Hakan Hosgörmez, Istanbul University (Turkey)
Esra Sungur, Istanbul University (Turkey)
Nihal Dogruöz, Istanbul University (Turkey)
Sedat Inan, TÜBİTAK Marmara Research Center (Turkey)
Seyis Cemil, TÜBİTAK Marmara Research Center (Turkey)
Aysin Cotuk, Istanbul University (Turkey)
Namik Yalcin, Istanbul University (Turkey)
It is still not well-known, whether and how hydrocarbons are utilized by sulfate reducing bacteria (SRB) under anaerobic conditions as a carbon source. Few previous studies reported that hydrocarbons are used by SRB and H2S and CO2 are formed, subsequently. However, which of the hydrocarbons fractions and molecules are preferred by these bacteria and how they are compositionally and isotopically affected by bacterial activity are not investigated in detail.

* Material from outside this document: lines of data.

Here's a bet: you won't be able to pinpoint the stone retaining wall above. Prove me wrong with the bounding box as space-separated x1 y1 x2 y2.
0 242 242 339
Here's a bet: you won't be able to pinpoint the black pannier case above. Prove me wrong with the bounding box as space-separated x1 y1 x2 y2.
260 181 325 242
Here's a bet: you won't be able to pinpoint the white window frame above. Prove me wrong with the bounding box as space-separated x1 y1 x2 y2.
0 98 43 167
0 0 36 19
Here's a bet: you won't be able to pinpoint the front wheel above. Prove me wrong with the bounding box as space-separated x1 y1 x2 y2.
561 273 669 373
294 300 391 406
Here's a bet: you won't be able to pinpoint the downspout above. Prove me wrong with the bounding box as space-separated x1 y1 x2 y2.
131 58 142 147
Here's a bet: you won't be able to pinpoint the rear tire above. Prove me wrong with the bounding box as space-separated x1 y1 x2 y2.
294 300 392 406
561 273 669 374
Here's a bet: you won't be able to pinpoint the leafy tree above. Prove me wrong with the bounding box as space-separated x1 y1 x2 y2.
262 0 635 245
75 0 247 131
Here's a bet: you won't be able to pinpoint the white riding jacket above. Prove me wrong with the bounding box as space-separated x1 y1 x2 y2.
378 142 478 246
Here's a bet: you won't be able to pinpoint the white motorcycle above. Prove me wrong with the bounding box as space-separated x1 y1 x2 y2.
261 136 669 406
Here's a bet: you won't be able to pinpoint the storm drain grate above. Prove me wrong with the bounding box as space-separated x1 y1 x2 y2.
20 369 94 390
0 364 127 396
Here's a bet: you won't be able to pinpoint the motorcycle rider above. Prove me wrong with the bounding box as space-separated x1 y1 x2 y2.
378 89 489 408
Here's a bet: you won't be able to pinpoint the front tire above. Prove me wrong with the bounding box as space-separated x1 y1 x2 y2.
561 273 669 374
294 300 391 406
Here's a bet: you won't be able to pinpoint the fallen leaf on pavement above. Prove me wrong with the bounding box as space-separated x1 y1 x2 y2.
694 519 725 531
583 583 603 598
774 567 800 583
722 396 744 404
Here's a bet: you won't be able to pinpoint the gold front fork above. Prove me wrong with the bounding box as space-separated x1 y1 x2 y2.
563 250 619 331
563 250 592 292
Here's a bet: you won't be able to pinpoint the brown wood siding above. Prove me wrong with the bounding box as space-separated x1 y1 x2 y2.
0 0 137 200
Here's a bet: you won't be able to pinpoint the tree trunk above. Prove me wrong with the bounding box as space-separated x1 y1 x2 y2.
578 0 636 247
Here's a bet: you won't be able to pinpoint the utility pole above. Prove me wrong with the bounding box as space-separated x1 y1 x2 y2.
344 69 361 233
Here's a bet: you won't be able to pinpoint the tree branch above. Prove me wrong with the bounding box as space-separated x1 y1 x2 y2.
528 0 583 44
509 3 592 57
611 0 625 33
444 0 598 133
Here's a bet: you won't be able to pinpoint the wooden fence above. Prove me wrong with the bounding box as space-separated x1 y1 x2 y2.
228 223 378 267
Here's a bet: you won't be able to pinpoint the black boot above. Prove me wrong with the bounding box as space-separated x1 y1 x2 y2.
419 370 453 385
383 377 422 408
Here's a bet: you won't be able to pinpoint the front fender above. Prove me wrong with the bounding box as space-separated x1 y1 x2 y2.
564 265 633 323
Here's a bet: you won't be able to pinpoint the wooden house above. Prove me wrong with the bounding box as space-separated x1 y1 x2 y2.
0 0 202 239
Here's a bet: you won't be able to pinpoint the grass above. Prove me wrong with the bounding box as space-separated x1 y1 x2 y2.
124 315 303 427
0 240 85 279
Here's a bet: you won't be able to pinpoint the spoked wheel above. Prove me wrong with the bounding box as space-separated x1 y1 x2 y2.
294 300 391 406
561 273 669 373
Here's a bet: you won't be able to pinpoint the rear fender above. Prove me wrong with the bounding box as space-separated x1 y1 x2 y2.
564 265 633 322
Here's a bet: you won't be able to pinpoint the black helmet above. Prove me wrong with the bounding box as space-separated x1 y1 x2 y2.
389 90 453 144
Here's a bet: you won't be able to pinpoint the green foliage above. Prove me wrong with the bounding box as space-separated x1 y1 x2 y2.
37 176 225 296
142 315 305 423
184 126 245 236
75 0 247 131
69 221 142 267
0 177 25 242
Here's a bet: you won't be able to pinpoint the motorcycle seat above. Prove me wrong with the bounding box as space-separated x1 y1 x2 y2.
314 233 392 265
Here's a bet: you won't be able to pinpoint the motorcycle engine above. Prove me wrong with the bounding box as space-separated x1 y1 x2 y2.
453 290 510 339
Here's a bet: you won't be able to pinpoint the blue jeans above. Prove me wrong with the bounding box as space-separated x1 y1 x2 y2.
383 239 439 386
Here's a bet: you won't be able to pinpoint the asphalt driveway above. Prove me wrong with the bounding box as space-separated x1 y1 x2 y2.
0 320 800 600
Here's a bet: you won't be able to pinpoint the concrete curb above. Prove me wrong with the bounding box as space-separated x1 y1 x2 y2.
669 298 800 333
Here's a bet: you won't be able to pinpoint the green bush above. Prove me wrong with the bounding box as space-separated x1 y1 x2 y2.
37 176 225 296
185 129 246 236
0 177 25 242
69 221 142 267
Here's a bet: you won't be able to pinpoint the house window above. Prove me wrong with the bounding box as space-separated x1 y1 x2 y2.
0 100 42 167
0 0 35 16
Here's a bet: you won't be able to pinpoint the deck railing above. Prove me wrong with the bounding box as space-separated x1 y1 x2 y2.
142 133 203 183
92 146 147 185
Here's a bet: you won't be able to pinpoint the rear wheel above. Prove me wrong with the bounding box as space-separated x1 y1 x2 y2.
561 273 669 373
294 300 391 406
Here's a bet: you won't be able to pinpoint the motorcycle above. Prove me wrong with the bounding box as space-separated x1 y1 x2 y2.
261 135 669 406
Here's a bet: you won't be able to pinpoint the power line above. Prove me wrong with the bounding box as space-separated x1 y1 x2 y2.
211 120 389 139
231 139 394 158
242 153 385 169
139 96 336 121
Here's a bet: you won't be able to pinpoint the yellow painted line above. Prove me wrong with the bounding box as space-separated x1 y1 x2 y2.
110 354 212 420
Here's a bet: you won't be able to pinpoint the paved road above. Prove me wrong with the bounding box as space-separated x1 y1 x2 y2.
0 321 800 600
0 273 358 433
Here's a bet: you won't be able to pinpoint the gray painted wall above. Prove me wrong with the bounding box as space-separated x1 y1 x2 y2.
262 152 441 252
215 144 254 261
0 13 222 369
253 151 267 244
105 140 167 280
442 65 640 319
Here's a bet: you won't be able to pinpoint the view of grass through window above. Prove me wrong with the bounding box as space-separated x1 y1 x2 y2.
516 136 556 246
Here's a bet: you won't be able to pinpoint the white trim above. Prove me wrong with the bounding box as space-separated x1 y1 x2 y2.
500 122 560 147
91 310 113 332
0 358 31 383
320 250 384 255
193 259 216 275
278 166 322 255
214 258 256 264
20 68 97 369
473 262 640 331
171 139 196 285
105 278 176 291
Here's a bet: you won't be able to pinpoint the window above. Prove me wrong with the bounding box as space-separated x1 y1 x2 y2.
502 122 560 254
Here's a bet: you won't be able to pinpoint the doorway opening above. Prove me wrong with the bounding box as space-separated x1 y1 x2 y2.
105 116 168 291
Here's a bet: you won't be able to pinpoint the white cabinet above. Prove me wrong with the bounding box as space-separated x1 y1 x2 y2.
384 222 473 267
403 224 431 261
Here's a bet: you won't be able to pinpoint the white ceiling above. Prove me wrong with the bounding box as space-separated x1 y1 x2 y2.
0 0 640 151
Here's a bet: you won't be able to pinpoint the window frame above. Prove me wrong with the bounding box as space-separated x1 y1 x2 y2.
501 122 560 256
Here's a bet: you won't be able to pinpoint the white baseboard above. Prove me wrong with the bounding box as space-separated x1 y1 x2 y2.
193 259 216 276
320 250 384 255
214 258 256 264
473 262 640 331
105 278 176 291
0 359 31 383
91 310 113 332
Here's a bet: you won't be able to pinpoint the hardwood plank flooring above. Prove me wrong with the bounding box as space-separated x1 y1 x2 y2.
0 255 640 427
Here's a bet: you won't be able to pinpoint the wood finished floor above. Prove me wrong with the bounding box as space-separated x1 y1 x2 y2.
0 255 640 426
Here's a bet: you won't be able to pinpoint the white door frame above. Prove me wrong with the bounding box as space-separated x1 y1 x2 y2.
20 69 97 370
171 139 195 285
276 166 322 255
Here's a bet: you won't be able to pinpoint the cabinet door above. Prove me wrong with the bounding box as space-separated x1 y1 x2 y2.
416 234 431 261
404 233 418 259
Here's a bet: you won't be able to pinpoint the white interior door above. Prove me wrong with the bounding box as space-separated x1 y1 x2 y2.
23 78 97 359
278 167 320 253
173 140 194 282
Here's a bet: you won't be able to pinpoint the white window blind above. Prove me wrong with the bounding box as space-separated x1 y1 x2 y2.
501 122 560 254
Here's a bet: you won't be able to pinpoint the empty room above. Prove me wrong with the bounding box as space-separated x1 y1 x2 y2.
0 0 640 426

This study aims to investigate the effects of SRB on the molecular composition of hydrocarbons. For this purpose a set of samples of 50 ml crude oil inoculated by SRB in 100 ml sterile glass-vials were prepared. Another set of samples containing only crude oil without SRB were also prepared as control samples for comparison purposes. All these sets were stored under anoxic and dark conditions in shaker incubators (100 rpm) at 28oC for six months. After six months, amount and composition of head-space gases in glass-vials were determined both in samples with and without SRB.
Comparison of results showed that amounts of nC4, iC5, nC5 components decreased and that of C2, C3 and iC4 increased in SRB inoculated sample sets. In other words hydrocarbon compounds heavier than nC4 were altered and lighter than nC4 are formed by bacterial activity. Hereby, amount of newly formed propane is several times higher than the amounts of newly formed ethane and iC4.
Furthermore, molecular composition of C15+ hydrocarbons in both sample sets and amount of CH4 remained unchanged. Increase of CO2 in SRB inoculated samples is interpreted as another indicator for, that SRB use hydrocarbons. Hereby, only the C2-C5 compounds are affected. Furthermore, the isotopic composition of δ13C from methane, ethane, propane, butane and pentane both from samples with and without SRB will be investigated for their variations.